| |
|
|
"....Yine bir şey yapabildim diyemem hatırana"
GELİBOLU, insana duygu yükleyen bir yarımada. Burası "şehitler coğrafyası." Her yer yemyeşil. Yeşile bakmaya çekiniyorsunuz. Altında hangi şehidin kemiği var acaba diye. Oraya bakıyorsunuz "Türk şehitlik ve anıtları." Şuraya bakıyorsunuz "yabancı mezarlıkları." İleride Seddülbahir. Beride Kilitbahir. Ötede Alçıtepe. Geride, tümü şehit olan 57. Alay'ın huzur içinde yattığı yer.
Savaş alanında, "Gelibolu Yarımadası Tarihi Milli Parkı içinde" bir ilçe (Eceabat) ve 7 de köy var.

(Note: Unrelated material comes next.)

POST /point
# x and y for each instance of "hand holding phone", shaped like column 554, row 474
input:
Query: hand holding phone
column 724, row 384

Tarihle iç içe yaşayan, zeytincilikle, hayvancılıkla uğraşan insanlar. Kapkaç, taciz, gasp, hırsızlık, yankesicilik, yalan, dolan, dedikodu yok. Burası "cennet... Yaşanacak yer."
Eskiden gelip, ormanın içindeki Behramlı Şehitliği' nin içler acısı halini görür kahrolurduk. Şahindere Şehitliği "tarlaydı." Anafartalar Şehitliği "haraptı." Ama "yabancı mezarlıkları" güllük gülistanlıktı.

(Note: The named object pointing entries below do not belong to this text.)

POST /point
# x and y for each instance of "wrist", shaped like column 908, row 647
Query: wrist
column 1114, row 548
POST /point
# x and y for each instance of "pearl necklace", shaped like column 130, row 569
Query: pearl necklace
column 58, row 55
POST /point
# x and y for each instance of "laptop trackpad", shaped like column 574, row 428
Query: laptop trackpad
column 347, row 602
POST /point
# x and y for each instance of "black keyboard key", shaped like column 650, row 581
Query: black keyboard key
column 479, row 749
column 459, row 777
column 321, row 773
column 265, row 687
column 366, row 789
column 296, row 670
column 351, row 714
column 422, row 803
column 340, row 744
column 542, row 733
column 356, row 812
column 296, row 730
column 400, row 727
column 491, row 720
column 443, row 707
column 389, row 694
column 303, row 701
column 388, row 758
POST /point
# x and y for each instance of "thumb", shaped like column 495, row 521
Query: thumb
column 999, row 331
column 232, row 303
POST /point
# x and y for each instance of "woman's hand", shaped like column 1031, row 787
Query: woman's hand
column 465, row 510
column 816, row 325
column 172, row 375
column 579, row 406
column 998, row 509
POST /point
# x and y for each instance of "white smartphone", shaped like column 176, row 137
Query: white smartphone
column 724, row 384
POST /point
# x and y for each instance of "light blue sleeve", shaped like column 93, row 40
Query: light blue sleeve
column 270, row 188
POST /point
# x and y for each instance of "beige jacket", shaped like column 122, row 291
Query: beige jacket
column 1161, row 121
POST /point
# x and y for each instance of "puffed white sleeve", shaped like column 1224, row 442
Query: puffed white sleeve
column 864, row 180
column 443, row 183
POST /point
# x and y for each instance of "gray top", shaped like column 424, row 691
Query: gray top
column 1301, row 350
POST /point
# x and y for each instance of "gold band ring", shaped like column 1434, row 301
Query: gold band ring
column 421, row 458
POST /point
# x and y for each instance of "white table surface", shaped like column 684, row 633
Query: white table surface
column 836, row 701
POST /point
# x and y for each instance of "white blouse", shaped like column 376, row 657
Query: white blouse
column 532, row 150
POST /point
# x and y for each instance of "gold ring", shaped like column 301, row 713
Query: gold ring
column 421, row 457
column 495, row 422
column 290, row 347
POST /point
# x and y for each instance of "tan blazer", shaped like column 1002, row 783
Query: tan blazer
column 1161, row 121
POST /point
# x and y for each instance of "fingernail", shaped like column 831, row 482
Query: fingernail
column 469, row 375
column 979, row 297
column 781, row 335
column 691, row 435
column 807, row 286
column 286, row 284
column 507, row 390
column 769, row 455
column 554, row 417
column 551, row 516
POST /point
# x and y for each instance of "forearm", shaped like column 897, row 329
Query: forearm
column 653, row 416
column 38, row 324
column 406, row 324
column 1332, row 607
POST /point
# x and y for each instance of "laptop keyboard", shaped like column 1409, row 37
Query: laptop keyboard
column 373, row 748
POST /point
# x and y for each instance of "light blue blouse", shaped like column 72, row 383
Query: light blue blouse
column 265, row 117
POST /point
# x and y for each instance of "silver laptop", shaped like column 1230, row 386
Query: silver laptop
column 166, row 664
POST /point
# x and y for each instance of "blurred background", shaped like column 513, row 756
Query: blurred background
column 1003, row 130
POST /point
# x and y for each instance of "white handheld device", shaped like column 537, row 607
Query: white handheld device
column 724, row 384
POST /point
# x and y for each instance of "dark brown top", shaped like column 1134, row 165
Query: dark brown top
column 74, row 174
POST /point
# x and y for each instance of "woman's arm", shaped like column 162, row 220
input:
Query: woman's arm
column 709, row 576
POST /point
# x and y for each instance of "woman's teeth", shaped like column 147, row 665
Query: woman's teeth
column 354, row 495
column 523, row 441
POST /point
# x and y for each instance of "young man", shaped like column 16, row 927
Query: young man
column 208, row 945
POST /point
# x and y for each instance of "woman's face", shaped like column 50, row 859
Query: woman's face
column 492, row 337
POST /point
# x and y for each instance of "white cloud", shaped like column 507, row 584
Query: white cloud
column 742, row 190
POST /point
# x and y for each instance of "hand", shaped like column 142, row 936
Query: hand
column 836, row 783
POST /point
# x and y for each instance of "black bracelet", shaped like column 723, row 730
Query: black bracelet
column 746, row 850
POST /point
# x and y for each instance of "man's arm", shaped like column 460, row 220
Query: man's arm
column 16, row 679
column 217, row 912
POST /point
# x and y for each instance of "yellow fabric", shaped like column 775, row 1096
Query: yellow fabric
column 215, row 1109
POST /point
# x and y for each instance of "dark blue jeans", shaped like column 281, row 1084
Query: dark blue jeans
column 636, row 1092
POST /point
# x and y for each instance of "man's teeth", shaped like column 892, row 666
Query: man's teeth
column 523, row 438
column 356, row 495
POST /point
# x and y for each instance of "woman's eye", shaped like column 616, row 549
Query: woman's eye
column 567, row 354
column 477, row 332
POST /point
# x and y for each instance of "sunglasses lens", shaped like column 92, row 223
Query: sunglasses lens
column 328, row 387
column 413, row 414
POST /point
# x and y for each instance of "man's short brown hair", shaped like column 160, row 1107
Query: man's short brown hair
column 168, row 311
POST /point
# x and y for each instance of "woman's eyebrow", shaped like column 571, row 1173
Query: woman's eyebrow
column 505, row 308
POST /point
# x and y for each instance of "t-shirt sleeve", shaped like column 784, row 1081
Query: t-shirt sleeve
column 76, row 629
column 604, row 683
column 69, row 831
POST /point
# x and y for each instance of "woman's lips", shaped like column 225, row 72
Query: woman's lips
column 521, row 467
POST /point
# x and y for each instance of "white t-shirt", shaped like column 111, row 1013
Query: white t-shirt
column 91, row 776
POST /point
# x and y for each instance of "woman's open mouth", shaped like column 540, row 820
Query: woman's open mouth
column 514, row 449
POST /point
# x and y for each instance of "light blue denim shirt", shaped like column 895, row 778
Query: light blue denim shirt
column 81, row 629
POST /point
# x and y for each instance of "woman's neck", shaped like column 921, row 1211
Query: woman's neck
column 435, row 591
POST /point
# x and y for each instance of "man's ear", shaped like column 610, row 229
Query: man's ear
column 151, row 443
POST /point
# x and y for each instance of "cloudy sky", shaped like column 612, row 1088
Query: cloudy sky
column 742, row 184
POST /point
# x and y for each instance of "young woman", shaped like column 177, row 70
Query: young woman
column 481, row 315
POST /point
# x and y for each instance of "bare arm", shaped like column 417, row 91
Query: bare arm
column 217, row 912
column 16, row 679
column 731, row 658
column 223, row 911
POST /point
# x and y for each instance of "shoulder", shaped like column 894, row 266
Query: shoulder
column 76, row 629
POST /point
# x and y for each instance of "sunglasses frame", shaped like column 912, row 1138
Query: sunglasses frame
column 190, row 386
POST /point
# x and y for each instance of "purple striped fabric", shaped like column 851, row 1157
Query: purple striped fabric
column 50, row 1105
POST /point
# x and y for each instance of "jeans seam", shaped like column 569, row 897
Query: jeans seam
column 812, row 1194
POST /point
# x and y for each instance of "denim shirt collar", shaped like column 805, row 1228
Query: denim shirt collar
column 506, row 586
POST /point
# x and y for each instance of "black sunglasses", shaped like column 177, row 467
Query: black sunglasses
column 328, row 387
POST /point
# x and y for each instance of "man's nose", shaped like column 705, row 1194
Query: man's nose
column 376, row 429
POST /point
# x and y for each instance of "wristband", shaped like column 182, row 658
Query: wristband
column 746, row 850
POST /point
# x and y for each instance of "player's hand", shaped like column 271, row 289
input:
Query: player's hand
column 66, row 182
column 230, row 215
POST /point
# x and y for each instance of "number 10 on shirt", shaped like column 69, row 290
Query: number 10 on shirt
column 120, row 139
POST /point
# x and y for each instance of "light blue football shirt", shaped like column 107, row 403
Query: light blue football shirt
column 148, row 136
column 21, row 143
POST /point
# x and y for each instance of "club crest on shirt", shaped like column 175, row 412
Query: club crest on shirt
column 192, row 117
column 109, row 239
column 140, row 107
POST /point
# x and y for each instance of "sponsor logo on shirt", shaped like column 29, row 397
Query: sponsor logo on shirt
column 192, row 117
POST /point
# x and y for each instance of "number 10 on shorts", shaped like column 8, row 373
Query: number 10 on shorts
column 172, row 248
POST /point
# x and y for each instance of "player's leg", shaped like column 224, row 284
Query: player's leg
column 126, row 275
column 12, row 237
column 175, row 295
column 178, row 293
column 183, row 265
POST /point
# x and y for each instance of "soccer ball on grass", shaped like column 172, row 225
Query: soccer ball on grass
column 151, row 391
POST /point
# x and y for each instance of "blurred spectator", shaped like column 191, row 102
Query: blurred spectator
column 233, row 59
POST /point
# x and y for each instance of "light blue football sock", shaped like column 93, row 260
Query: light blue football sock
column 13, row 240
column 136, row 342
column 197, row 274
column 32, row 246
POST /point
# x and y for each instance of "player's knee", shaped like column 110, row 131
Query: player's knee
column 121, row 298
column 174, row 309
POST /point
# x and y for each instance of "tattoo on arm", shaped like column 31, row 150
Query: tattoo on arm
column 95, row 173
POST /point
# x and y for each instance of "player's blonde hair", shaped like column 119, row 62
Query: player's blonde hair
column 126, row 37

6-7 yıldır büyük bir "devlet projesi" uygulanıyor. Şehitliklerimiz "ihya ediliyor." Anıtlarıyla, ibadet yerleriyle, çeşmeleriyle. Ve her şehide bir gül projesiyle.

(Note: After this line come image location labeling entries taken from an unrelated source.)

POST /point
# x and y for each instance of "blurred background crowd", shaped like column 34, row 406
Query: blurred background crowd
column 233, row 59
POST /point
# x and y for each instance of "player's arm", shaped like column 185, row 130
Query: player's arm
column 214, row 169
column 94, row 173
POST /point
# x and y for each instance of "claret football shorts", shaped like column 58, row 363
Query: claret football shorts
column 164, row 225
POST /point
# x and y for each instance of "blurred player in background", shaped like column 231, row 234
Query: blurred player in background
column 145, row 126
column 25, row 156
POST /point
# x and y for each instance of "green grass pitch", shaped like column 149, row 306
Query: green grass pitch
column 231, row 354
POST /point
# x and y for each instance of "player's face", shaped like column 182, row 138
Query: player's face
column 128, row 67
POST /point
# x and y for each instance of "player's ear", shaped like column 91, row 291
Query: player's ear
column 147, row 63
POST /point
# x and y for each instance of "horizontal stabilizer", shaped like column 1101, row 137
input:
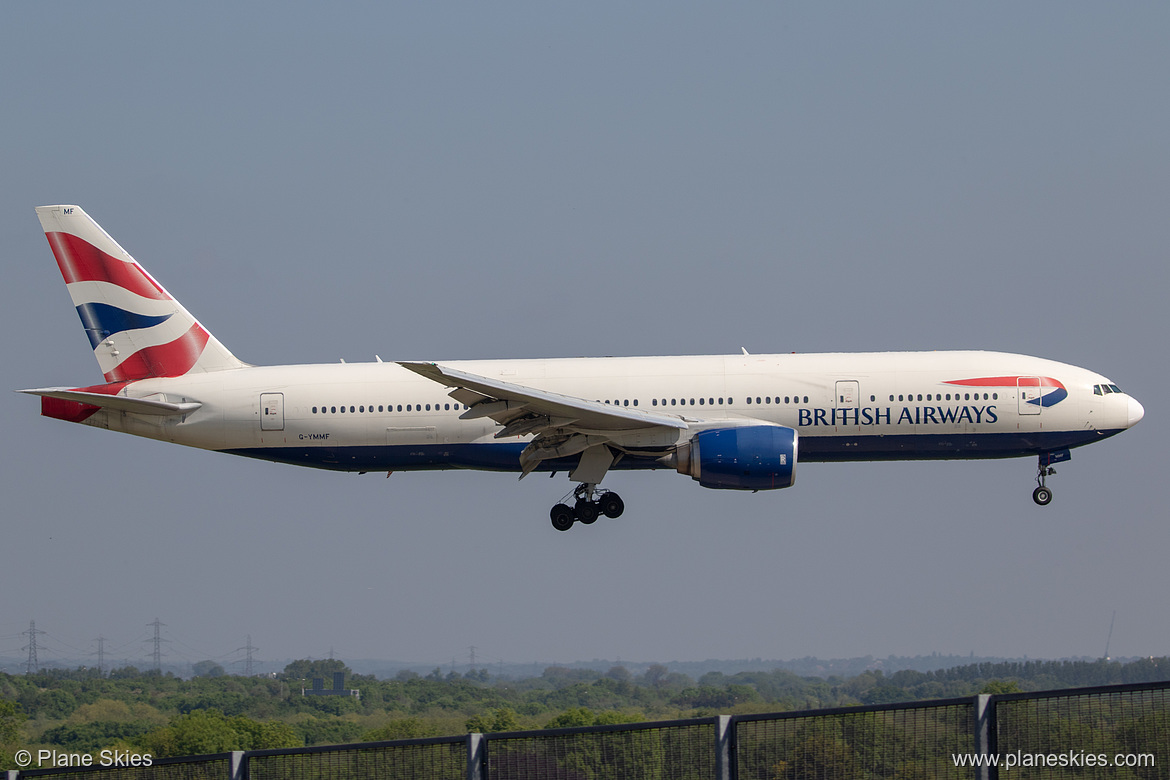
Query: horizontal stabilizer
column 117, row 402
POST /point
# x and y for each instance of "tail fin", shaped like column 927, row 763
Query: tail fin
column 137, row 329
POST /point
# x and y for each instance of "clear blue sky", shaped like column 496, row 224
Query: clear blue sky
column 474, row 180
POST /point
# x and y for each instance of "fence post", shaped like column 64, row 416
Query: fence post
column 724, row 747
column 236, row 766
column 985, row 736
column 475, row 757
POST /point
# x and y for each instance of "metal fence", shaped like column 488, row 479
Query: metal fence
column 1120, row 732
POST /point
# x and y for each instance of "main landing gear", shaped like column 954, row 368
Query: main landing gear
column 1043, row 495
column 590, row 504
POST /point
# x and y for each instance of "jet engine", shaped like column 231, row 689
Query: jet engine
column 749, row 457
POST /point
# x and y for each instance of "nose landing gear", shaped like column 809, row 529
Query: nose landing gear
column 590, row 504
column 1043, row 495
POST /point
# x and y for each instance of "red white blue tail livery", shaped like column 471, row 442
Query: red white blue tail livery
column 737, row 421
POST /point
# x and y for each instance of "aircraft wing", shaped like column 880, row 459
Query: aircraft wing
column 506, row 401
column 563, row 425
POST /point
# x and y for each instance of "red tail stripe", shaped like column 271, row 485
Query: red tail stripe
column 75, row 411
column 81, row 261
column 172, row 359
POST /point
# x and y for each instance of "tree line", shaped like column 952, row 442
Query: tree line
column 81, row 710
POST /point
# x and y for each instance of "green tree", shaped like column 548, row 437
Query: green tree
column 494, row 720
column 11, row 718
column 305, row 669
column 403, row 729
column 210, row 731
column 207, row 669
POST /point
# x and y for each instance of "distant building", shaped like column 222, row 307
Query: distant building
column 338, row 689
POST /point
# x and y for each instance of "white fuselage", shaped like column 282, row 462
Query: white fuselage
column 844, row 406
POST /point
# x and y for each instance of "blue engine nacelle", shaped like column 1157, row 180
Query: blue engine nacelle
column 751, row 457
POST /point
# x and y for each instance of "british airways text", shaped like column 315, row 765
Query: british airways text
column 909, row 415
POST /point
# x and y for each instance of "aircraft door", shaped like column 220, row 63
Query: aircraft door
column 847, row 402
column 1029, row 388
column 272, row 411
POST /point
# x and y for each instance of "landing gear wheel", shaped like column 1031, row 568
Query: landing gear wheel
column 586, row 511
column 563, row 517
column 612, row 505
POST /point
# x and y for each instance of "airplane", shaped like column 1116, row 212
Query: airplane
column 735, row 421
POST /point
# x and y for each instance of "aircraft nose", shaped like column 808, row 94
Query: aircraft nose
column 1136, row 412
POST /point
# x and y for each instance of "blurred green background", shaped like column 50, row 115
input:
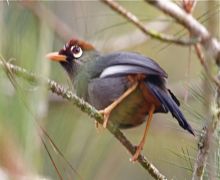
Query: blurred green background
column 29, row 30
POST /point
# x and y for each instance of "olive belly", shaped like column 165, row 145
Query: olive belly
column 131, row 112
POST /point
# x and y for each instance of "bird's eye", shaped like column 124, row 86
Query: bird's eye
column 77, row 51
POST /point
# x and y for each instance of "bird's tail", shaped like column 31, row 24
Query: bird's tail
column 170, row 104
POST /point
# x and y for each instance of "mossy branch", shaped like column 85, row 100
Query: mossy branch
column 86, row 108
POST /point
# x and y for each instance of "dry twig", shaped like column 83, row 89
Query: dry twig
column 86, row 108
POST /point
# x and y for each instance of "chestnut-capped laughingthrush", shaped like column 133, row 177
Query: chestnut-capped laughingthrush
column 124, row 86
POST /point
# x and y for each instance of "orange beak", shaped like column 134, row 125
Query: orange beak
column 54, row 56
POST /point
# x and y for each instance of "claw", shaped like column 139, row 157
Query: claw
column 137, row 153
column 106, row 114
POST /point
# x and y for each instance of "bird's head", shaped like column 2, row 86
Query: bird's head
column 74, row 53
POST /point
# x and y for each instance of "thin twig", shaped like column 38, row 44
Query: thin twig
column 154, row 34
column 86, row 108
column 209, row 43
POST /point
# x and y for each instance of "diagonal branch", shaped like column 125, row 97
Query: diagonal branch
column 209, row 43
column 154, row 34
column 86, row 108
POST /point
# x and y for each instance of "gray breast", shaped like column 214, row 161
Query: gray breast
column 103, row 91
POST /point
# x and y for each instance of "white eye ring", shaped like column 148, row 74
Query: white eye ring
column 77, row 51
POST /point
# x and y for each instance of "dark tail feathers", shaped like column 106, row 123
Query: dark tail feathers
column 170, row 104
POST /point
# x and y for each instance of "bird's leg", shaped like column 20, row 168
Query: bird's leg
column 141, row 145
column 106, row 112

60 bin şehidimizle ilgili "veri tabanına" ulaşılmış. Bir yakınınız varsa "şehitliğini" görebilirsiniz. Örneğin: Bolu'dan Durmuş oğlu Nuri. (1891-1915) Bodrum'dan Mustafa oğlu Osman. (1892-1915) Ve 17 yaşında bir gül bahçesine girercesine Gelibolu'da şehit olan bir fidan: Sakarya'dan Mehmet oğlu İbrahim. (1898-1915) Uzunköprü'den Dimitri oğlu Vasili de var. Osmaniye'den Evadis oğlu Çerkes de. Hepsi de "ay yıldızın gölgesinde" yatıyorlar.
Devlet, özel sektör, şahıslar, Koç, İbrahim Bodur, OPET... Ve diğerleri. Herkes "ucundan" tutmuş. Şehitler coğrafyası için her şey yapılıyor. Ama şairin dediği gibi: "....Yine bir şey yapabildim diyemem hatırana."